Spectroscopic observations of host-guest interactions occurring in (cyclobutanemethanol plus methane) hydrate and their potential application to gas storage

We discovered a new structure II (sII) hydrate former, cyclobutanemethanol (CBM), for potential use in gas storage applications. The crystal structure and guest behaviors of the binary (CBM + CH4) hydrate were investigated through spectroscopic observations, using C-13 solid-state NMR and PXRD. Binary (CBM + CH4) hydrate NMR spectra confirmed formation of sII hydrates, indicating that CBM could be enclathrated in the large cages of sII hydrates. CH4 molecules were captured in the large and small cages of sII hydrates; thus, the binary (CBM + CH4) hydrate system could be open to tuning behaviors. The crystal structure of the binary (CBM + CH4) hydrate was confirmed to be a cubic Fd3m hydrate by the Rietveld analysis, with a lattice parameter of 17.23630 angstrom. CBM inclusion behaviors were elucidated from the shortest distance of the oxygen-oxygen atoms between the host-water and CBM (2.34 angstrom), and the results indicated that there were possible hydrogen bonding interactions between host and guest. The thermodynamic stability of the binary (CBM + CH4) hydrate was examined, to check the possibility for potential applications in gas storage using gas hydrates.

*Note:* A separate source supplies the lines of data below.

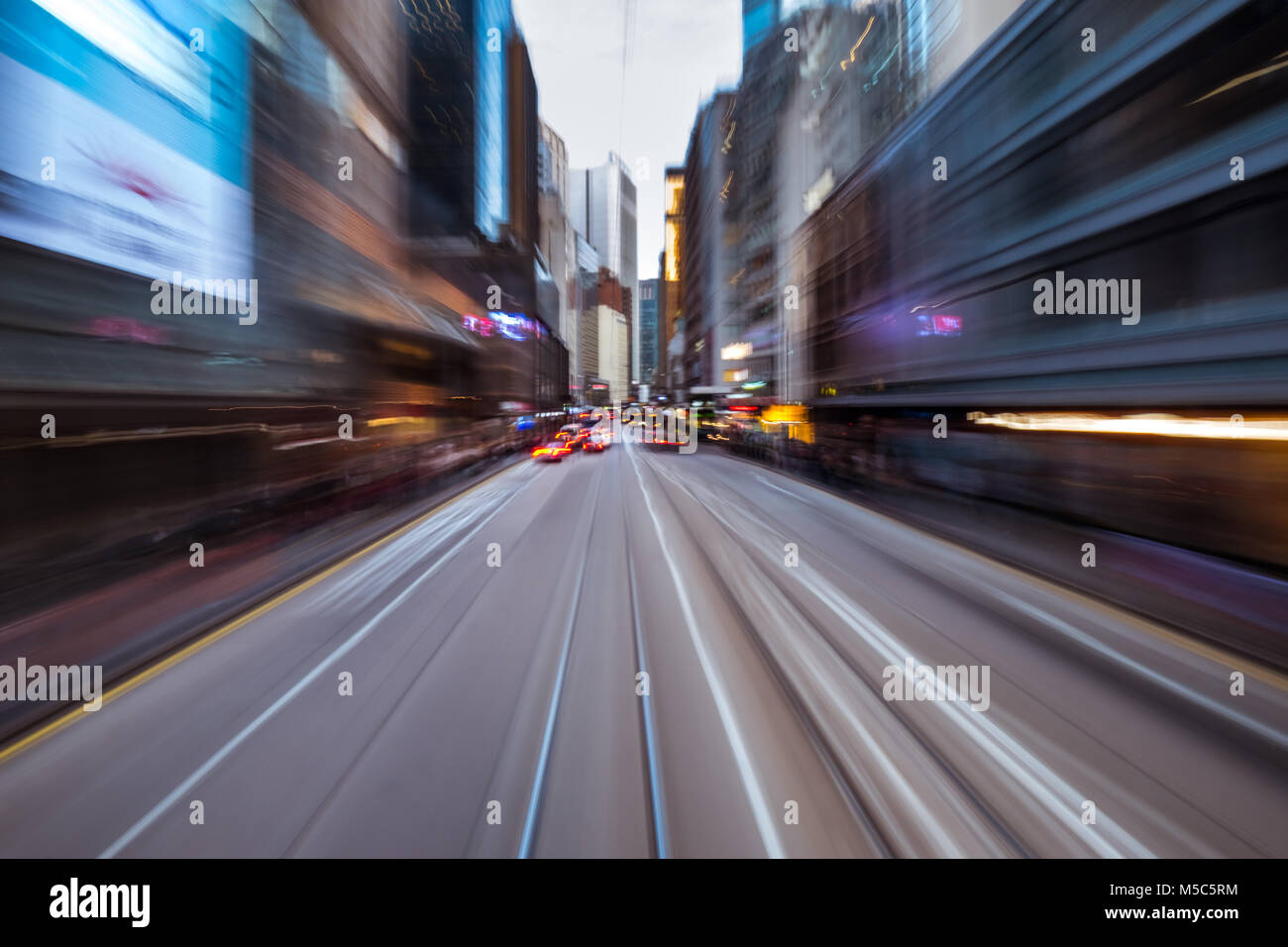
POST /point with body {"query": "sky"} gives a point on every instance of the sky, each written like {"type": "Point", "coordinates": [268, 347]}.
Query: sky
{"type": "Point", "coordinates": [638, 98]}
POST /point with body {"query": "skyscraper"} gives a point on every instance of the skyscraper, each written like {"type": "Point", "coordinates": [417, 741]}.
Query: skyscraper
{"type": "Point", "coordinates": [601, 202]}
{"type": "Point", "coordinates": [459, 157]}
{"type": "Point", "coordinates": [648, 330]}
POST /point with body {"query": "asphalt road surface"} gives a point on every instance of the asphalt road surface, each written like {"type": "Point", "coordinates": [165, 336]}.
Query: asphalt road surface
{"type": "Point", "coordinates": [498, 648]}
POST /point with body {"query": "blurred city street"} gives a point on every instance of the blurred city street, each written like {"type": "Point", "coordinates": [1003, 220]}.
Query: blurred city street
{"type": "Point", "coordinates": [643, 429]}
{"type": "Point", "coordinates": [516, 684]}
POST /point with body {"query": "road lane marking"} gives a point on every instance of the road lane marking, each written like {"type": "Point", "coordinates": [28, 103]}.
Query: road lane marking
{"type": "Point", "coordinates": [267, 714]}
{"type": "Point", "coordinates": [69, 716]}
{"type": "Point", "coordinates": [548, 735]}
{"type": "Point", "coordinates": [765, 822]}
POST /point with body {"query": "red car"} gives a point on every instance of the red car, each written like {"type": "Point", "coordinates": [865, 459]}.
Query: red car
{"type": "Point", "coordinates": [553, 451]}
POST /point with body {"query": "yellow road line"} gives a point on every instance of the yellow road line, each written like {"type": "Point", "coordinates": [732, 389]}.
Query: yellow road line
{"type": "Point", "coordinates": [73, 714]}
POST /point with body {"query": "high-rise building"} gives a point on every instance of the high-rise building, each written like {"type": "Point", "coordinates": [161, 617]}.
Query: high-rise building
{"type": "Point", "coordinates": [458, 98]}
{"type": "Point", "coordinates": [601, 202]}
{"type": "Point", "coordinates": [648, 330]}
{"type": "Point", "coordinates": [670, 334]}
{"type": "Point", "coordinates": [759, 18]}
{"type": "Point", "coordinates": [557, 245]}
{"type": "Point", "coordinates": [473, 202]}
{"type": "Point", "coordinates": [708, 249]}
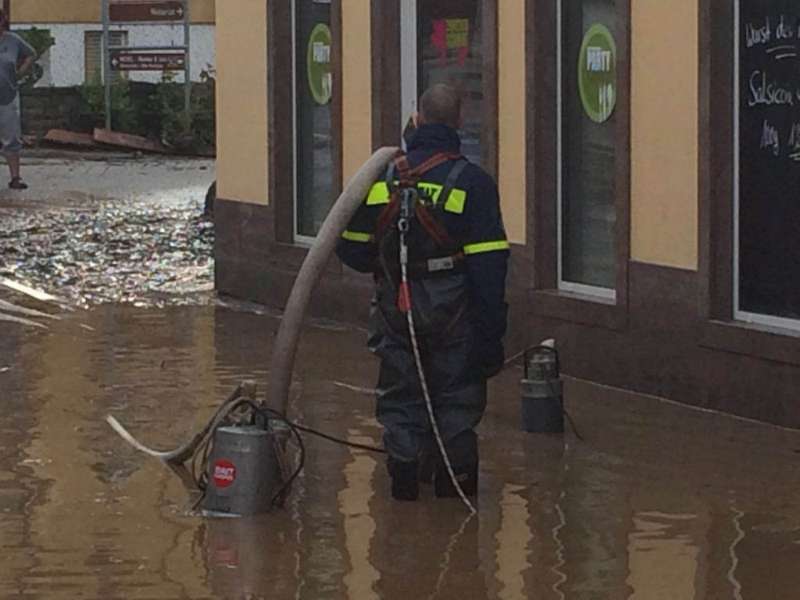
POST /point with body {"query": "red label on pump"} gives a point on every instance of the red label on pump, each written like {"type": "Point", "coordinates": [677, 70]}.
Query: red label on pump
{"type": "Point", "coordinates": [224, 473]}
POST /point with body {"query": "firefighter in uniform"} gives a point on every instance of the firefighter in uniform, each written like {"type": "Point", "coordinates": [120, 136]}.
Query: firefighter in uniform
{"type": "Point", "coordinates": [457, 263]}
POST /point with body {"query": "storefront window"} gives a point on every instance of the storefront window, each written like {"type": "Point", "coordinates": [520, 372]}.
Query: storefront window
{"type": "Point", "coordinates": [449, 34]}
{"type": "Point", "coordinates": [313, 81]}
{"type": "Point", "coordinates": [587, 146]}
{"type": "Point", "coordinates": [767, 163]}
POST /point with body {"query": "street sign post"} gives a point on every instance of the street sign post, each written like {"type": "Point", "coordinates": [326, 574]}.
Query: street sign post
{"type": "Point", "coordinates": [146, 58]}
{"type": "Point", "coordinates": [126, 60]}
{"type": "Point", "coordinates": [147, 11]}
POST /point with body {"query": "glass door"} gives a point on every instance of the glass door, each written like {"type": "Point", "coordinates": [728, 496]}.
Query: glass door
{"type": "Point", "coordinates": [442, 43]}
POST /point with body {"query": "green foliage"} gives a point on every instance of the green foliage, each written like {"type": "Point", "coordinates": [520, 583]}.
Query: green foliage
{"type": "Point", "coordinates": [178, 128]}
{"type": "Point", "coordinates": [124, 113]}
{"type": "Point", "coordinates": [161, 113]}
{"type": "Point", "coordinates": [41, 41]}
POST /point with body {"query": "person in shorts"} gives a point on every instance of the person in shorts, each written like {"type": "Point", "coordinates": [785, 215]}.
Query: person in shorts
{"type": "Point", "coordinates": [16, 58]}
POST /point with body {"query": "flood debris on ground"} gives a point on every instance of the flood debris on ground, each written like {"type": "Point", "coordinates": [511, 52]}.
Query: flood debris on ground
{"type": "Point", "coordinates": [143, 254]}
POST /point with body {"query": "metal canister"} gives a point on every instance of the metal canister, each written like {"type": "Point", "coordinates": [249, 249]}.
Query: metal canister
{"type": "Point", "coordinates": [542, 392]}
{"type": "Point", "coordinates": [243, 472]}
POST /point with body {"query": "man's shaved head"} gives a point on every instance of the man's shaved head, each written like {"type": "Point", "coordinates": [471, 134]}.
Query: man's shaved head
{"type": "Point", "coordinates": [441, 104]}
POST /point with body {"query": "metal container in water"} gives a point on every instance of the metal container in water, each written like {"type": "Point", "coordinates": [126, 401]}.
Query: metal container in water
{"type": "Point", "coordinates": [243, 472]}
{"type": "Point", "coordinates": [542, 392]}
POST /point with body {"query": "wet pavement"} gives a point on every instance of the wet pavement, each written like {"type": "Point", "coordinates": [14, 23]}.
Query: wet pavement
{"type": "Point", "coordinates": [659, 501]}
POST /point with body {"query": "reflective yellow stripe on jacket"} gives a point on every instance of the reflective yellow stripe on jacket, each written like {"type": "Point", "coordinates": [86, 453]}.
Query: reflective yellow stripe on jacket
{"type": "Point", "coordinates": [379, 194]}
{"type": "Point", "coordinates": [482, 247]}
{"type": "Point", "coordinates": [357, 236]}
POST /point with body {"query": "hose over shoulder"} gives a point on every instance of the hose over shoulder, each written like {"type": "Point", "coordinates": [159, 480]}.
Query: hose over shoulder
{"type": "Point", "coordinates": [285, 346]}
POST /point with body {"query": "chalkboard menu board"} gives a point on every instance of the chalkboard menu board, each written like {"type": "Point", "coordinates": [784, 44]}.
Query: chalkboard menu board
{"type": "Point", "coordinates": [769, 157]}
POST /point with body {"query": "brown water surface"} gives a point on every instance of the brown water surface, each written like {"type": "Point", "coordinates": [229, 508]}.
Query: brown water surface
{"type": "Point", "coordinates": [658, 502]}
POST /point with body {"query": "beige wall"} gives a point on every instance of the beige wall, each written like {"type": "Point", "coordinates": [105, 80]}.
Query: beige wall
{"type": "Point", "coordinates": [356, 85]}
{"type": "Point", "coordinates": [242, 100]}
{"type": "Point", "coordinates": [87, 11]}
{"type": "Point", "coordinates": [511, 110]}
{"type": "Point", "coordinates": [664, 106]}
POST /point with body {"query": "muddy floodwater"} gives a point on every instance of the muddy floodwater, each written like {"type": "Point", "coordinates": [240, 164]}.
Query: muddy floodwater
{"type": "Point", "coordinates": [657, 502]}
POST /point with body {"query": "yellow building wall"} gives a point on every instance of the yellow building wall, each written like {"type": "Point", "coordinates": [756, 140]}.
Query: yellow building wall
{"type": "Point", "coordinates": [88, 11]}
{"type": "Point", "coordinates": [664, 108]}
{"type": "Point", "coordinates": [511, 120]}
{"type": "Point", "coordinates": [242, 142]}
{"type": "Point", "coordinates": [356, 86]}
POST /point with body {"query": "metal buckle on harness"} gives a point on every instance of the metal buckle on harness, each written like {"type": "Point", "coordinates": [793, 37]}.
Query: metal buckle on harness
{"type": "Point", "coordinates": [441, 264]}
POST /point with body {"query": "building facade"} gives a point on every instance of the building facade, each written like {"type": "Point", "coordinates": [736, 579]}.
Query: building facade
{"type": "Point", "coordinates": [76, 26]}
{"type": "Point", "coordinates": [646, 154]}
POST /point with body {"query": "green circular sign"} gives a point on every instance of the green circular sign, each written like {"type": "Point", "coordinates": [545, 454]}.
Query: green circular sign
{"type": "Point", "coordinates": [597, 73]}
{"type": "Point", "coordinates": [318, 63]}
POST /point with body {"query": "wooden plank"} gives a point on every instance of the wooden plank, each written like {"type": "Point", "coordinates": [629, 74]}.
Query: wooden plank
{"type": "Point", "coordinates": [130, 141]}
{"type": "Point", "coordinates": [70, 138]}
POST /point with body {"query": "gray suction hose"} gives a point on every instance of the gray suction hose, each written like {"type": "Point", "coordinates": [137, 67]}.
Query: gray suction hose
{"type": "Point", "coordinates": [285, 345]}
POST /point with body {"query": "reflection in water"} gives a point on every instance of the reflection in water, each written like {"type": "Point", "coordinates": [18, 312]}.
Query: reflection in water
{"type": "Point", "coordinates": [84, 516]}
{"type": "Point", "coordinates": [513, 540]}
{"type": "Point", "coordinates": [359, 526]}
{"type": "Point", "coordinates": [560, 559]}
{"type": "Point", "coordinates": [737, 525]}
{"type": "Point", "coordinates": [663, 558]}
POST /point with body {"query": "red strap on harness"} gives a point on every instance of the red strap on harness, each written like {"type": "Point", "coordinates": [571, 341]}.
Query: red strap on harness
{"type": "Point", "coordinates": [409, 178]}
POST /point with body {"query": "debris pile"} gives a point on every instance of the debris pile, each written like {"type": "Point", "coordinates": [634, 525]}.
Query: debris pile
{"type": "Point", "coordinates": [146, 255]}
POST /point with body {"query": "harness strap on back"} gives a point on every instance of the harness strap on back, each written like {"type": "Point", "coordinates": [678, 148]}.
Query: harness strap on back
{"type": "Point", "coordinates": [409, 178]}
{"type": "Point", "coordinates": [452, 178]}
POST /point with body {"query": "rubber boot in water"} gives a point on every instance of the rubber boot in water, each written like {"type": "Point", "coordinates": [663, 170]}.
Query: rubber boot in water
{"type": "Point", "coordinates": [405, 481]}
{"type": "Point", "coordinates": [463, 453]}
{"type": "Point", "coordinates": [428, 459]}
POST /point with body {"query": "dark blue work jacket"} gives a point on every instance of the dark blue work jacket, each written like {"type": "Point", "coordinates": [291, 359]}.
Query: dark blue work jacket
{"type": "Point", "coordinates": [471, 216]}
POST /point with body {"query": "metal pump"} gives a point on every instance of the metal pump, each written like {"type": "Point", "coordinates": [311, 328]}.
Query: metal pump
{"type": "Point", "coordinates": [542, 391]}
{"type": "Point", "coordinates": [243, 471]}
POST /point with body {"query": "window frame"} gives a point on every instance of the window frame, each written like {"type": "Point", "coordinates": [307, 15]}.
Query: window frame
{"type": "Point", "coordinates": [550, 296]}
{"type": "Point", "coordinates": [723, 325]}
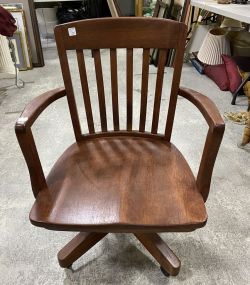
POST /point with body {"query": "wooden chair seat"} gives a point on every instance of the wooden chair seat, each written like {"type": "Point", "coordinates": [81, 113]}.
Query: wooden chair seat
{"type": "Point", "coordinates": [120, 184]}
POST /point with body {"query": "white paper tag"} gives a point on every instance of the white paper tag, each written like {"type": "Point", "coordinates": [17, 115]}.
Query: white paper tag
{"type": "Point", "coordinates": [72, 31]}
{"type": "Point", "coordinates": [22, 120]}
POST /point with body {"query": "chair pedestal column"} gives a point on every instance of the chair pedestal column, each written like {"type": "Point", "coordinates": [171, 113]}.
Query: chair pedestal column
{"type": "Point", "coordinates": [81, 243]}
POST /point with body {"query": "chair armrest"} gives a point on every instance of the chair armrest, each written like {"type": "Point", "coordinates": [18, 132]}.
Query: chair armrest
{"type": "Point", "coordinates": [26, 140]}
{"type": "Point", "coordinates": [213, 139]}
{"type": "Point", "coordinates": [35, 108]}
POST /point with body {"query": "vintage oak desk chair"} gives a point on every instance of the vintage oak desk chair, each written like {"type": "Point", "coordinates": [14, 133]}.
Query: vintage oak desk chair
{"type": "Point", "coordinates": [120, 180]}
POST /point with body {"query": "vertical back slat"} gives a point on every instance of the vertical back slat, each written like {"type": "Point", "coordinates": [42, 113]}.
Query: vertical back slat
{"type": "Point", "coordinates": [144, 89]}
{"type": "Point", "coordinates": [129, 89]}
{"type": "Point", "coordinates": [114, 87]}
{"type": "Point", "coordinates": [100, 88]}
{"type": "Point", "coordinates": [68, 86]}
{"type": "Point", "coordinates": [175, 85]}
{"type": "Point", "coordinates": [158, 90]}
{"type": "Point", "coordinates": [85, 90]}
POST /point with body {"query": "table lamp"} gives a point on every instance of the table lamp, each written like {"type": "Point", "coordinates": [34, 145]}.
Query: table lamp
{"type": "Point", "coordinates": [214, 45]}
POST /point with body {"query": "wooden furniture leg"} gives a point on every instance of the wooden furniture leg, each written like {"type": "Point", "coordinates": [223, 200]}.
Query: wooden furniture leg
{"type": "Point", "coordinates": [80, 244]}
{"type": "Point", "coordinates": [161, 252]}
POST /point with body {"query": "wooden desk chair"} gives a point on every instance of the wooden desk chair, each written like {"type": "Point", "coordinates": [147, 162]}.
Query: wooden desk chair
{"type": "Point", "coordinates": [126, 181]}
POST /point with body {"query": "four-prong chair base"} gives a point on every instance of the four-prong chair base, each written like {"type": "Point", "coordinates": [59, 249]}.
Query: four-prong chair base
{"type": "Point", "coordinates": [80, 244]}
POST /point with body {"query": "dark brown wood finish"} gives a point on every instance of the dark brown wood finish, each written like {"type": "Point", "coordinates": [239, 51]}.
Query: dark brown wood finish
{"type": "Point", "coordinates": [80, 244]}
{"type": "Point", "coordinates": [113, 180]}
{"type": "Point", "coordinates": [114, 86]}
{"type": "Point", "coordinates": [158, 90]}
{"type": "Point", "coordinates": [129, 89]}
{"type": "Point", "coordinates": [26, 140]}
{"type": "Point", "coordinates": [100, 88]}
{"type": "Point", "coordinates": [85, 90]}
{"type": "Point", "coordinates": [161, 252]}
{"type": "Point", "coordinates": [213, 140]}
{"type": "Point", "coordinates": [144, 88]}
{"type": "Point", "coordinates": [68, 84]}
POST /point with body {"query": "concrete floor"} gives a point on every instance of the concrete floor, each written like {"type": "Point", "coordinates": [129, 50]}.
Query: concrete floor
{"type": "Point", "coordinates": [217, 254]}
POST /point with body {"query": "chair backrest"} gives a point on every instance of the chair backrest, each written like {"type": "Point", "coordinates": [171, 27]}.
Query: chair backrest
{"type": "Point", "coordinates": [129, 34]}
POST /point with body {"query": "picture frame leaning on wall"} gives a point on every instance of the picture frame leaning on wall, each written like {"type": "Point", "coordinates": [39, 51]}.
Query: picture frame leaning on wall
{"type": "Point", "coordinates": [32, 28]}
{"type": "Point", "coordinates": [17, 44]}
{"type": "Point", "coordinates": [19, 16]}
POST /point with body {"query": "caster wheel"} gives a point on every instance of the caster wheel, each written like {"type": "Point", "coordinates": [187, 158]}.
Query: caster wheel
{"type": "Point", "coordinates": [164, 271]}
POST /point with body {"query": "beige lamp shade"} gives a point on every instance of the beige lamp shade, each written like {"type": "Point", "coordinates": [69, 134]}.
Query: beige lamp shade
{"type": "Point", "coordinates": [214, 45]}
{"type": "Point", "coordinates": [230, 23]}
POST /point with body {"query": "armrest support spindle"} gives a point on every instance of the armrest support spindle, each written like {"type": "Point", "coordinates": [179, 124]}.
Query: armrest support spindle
{"type": "Point", "coordinates": [26, 140]}
{"type": "Point", "coordinates": [213, 139]}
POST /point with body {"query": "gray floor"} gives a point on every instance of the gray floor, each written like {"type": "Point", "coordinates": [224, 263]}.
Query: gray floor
{"type": "Point", "coordinates": [217, 254]}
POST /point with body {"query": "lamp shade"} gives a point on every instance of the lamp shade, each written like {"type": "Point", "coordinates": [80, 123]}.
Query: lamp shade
{"type": "Point", "coordinates": [214, 45]}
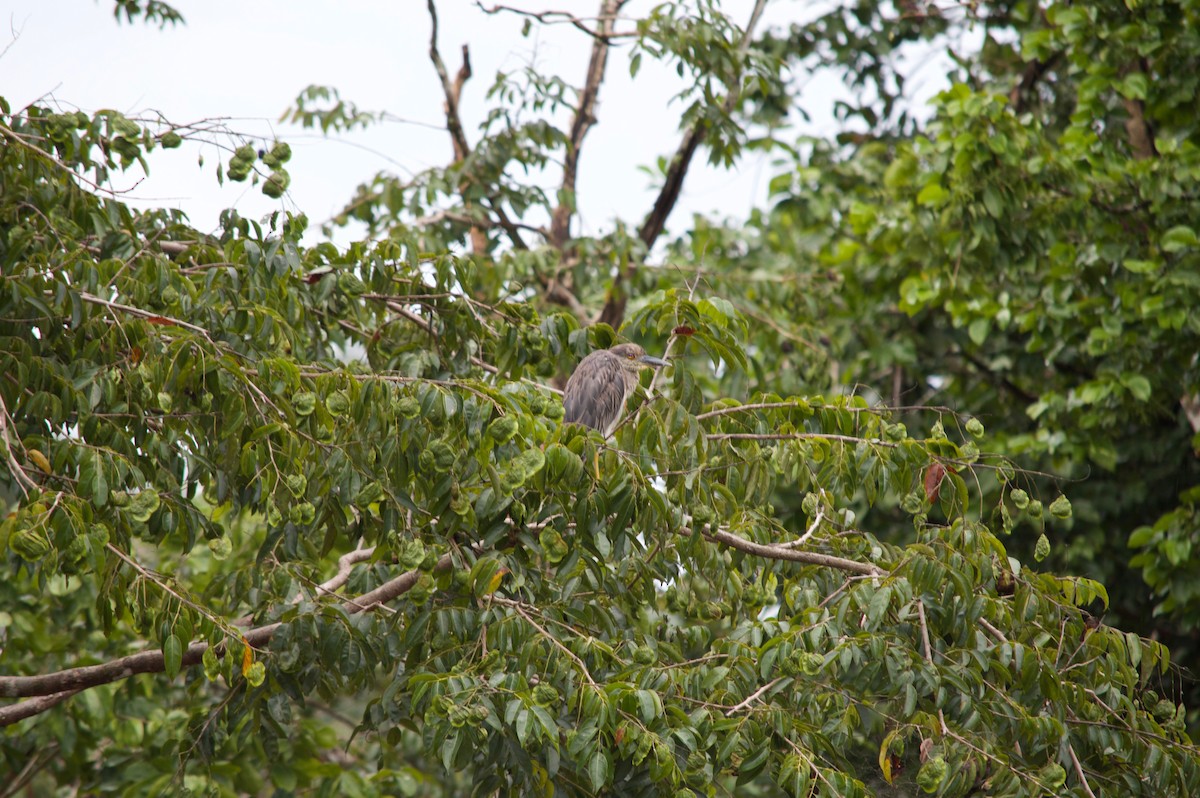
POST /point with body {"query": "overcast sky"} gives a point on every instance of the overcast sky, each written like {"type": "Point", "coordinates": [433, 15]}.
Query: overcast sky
{"type": "Point", "coordinates": [246, 60]}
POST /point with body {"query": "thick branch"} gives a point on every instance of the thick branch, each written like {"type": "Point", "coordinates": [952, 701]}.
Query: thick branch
{"type": "Point", "coordinates": [151, 661]}
{"type": "Point", "coordinates": [585, 118]}
{"type": "Point", "coordinates": [1141, 135]}
{"type": "Point", "coordinates": [791, 555]}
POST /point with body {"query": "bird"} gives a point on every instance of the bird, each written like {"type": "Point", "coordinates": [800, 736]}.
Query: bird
{"type": "Point", "coordinates": [597, 391]}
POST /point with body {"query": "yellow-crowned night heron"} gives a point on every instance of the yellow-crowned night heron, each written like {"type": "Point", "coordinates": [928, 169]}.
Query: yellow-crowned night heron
{"type": "Point", "coordinates": [597, 391]}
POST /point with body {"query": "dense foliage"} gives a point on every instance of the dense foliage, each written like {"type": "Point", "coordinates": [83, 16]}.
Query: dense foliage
{"type": "Point", "coordinates": [295, 519]}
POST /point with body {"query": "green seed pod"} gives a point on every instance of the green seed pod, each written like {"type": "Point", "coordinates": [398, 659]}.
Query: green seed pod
{"type": "Point", "coordinates": [1061, 508]}
{"type": "Point", "coordinates": [503, 429]}
{"type": "Point", "coordinates": [276, 184]}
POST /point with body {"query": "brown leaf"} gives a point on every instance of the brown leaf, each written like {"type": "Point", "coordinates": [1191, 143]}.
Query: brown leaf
{"type": "Point", "coordinates": [934, 477]}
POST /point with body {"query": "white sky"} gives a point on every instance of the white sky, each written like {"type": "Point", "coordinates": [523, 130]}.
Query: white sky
{"type": "Point", "coordinates": [247, 60]}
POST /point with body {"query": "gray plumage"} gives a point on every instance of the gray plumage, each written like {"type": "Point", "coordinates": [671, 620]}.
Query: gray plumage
{"type": "Point", "coordinates": [597, 391]}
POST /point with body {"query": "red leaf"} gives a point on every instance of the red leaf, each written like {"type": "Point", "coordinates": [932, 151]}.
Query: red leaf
{"type": "Point", "coordinates": [934, 477]}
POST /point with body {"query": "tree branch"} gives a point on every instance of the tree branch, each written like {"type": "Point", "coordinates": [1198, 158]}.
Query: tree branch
{"type": "Point", "coordinates": [1141, 135]}
{"type": "Point", "coordinates": [585, 118]}
{"type": "Point", "coordinates": [557, 17]}
{"type": "Point", "coordinates": [151, 661]}
{"type": "Point", "coordinates": [1019, 97]}
{"type": "Point", "coordinates": [454, 121]}
{"type": "Point", "coordinates": [791, 555]}
{"type": "Point", "coordinates": [613, 311]}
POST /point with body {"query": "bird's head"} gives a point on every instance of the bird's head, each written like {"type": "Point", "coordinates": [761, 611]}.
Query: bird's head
{"type": "Point", "coordinates": [634, 358]}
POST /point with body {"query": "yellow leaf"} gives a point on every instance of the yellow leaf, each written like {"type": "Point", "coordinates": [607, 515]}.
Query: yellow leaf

Compared to the equilibrium conditions of pure CH4 hydrates, the equilibrium temperature and pressure of the binary (CBM + CH4) hydrate were more stable. Finally, the CH4 storage capacity of binary (CBM + CH4) hydrate is examined and the results indicate that the CH4 storage capacity of binary (CBM + CH4) hydrate is superior to that of binary (tetrahydrofuran + CH4) and (cyclopentane + CH4) hydrates. These findings may provide fundamental knowledge on the complex nature of host-guest inclusion chemistry, and lend useful insights for its potential application in gas storage using hydrates.

Automated summary

A new structure II (sII) hydrate former, cyclobutanemethanol (CBM), was discovered for potential gas storage applications. The binary (CBM + CH4) hydrate showed higher thermodynamic stability and superior CH4 storage capacity compared to other hydrates, indicating potential for gas storage applications.